The paper tackled the problem of concept leakage and detection in multimodal Concept Bottleneck Models (CBMs) by introducing f-CBM, a framework that jointly addresses both issues through a differentiable leakage loss and a Kolmogorov-Arnold Network prediction head, achieving the best trade-off between task accuracy, concept detection, and leakage reduction across image and text datasets.

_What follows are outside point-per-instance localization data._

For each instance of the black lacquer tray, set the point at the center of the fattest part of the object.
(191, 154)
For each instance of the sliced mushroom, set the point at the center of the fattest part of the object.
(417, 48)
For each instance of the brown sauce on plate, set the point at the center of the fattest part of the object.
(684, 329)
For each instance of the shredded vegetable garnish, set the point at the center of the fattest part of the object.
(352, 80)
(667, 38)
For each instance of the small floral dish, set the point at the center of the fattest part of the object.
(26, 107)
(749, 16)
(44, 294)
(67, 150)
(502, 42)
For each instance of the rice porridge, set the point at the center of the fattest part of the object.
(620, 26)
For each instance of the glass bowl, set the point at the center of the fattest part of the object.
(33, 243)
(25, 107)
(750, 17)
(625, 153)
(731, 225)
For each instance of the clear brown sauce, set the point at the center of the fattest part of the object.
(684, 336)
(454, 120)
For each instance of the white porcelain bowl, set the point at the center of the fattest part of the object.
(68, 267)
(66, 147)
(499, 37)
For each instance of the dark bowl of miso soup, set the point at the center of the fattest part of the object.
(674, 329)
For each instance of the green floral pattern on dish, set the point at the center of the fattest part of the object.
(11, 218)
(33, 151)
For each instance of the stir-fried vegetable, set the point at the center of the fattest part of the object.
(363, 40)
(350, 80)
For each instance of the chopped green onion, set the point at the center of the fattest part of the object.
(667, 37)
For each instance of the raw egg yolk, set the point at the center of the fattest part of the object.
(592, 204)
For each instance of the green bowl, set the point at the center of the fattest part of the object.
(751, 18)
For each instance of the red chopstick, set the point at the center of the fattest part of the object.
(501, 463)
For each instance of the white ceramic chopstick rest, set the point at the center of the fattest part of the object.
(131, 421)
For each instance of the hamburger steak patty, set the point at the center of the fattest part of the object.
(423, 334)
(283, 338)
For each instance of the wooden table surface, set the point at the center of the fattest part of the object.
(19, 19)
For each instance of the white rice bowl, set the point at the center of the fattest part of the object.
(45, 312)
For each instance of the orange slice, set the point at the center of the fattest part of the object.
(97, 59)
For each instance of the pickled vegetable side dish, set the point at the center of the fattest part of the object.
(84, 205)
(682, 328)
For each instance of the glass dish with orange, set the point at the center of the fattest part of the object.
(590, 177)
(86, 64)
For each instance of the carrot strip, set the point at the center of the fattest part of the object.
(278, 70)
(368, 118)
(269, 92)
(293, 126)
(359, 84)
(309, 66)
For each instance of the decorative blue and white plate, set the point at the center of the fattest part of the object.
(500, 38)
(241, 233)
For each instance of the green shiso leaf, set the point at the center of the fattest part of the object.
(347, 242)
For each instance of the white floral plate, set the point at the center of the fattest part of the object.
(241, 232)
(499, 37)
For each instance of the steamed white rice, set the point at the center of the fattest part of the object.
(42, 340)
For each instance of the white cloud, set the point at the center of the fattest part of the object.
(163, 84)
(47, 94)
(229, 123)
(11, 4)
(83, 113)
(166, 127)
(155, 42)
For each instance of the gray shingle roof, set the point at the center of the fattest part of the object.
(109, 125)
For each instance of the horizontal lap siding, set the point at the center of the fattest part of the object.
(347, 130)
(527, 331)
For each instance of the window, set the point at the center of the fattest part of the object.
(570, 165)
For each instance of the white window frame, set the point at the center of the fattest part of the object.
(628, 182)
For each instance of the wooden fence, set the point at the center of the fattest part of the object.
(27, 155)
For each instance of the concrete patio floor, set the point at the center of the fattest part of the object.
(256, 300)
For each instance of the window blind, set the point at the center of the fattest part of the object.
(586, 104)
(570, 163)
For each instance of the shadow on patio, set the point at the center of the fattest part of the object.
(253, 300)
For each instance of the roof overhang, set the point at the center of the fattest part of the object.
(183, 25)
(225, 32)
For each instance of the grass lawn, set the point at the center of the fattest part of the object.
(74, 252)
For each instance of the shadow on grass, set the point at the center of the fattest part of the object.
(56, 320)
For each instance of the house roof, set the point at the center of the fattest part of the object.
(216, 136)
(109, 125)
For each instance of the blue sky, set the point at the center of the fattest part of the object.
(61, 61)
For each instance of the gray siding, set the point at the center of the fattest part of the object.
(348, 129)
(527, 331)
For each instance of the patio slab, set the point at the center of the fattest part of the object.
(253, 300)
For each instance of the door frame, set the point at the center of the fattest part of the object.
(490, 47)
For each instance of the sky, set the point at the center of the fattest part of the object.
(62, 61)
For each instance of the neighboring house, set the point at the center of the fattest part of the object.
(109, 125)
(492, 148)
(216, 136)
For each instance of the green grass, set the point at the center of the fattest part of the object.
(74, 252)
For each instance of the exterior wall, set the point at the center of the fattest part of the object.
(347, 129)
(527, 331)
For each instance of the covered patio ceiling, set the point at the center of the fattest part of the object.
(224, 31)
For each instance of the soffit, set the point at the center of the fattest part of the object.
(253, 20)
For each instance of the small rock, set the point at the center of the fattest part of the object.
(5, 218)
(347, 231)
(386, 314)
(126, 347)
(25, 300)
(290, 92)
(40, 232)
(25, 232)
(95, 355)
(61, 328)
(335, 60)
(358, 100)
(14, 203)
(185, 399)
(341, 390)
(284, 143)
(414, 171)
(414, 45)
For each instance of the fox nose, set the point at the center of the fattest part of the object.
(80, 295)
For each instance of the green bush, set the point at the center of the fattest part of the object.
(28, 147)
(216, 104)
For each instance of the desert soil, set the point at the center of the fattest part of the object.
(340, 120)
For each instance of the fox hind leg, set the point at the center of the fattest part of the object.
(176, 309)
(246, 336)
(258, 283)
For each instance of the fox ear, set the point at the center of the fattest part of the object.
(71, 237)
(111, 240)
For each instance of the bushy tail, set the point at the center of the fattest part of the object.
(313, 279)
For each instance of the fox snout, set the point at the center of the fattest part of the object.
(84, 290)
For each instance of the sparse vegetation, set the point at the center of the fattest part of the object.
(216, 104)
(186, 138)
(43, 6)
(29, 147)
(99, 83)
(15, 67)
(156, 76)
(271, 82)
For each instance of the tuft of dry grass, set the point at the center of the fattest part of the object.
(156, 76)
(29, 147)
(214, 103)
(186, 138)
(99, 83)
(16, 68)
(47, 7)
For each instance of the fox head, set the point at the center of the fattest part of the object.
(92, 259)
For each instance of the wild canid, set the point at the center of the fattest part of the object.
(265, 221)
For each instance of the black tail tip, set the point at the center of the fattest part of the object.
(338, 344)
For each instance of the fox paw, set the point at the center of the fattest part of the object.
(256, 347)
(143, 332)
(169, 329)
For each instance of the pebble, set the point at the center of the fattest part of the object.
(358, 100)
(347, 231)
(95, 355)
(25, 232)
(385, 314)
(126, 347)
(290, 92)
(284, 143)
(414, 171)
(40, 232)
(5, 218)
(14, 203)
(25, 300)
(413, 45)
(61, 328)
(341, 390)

Concept Bottleneck Models (CBMs) are interpretable models that route predictions through a layer of human-interpretable concepts. While widely studied in vision and, more recently, in NLP, CBMs remain largely unexplored in multimodal settings. For their explanations to be faithful, CBMs must satisfy two conditions: concepts must be properly detected, and concept representations must encode only their intended semantics, without smuggling extraneous task-relevant or inter-concept information into final predictions, a phenomenon known as leakage. Existing approaches treat concept detection and leakage mitigation as separate problems, and typically improve one at the expense of predictive accuracy. In this work, we introduce f-CBM, a faithful multimodal CBM framework built on a vision-language backbone that jointly targets both aspects through two complementary strategies: a differentiable leakage loss to mitigate leakage, and a Kolmogorov-Arnold Network prediction head that provides sufficient expressiveness to improve concept detection. Experiments demonstrate that f-CBM achieves the best trade-off between task accuracy, concept detection, and leakage reduction, while applying seamlessly to both image and text or text-only datasets, making it versatile across modalities.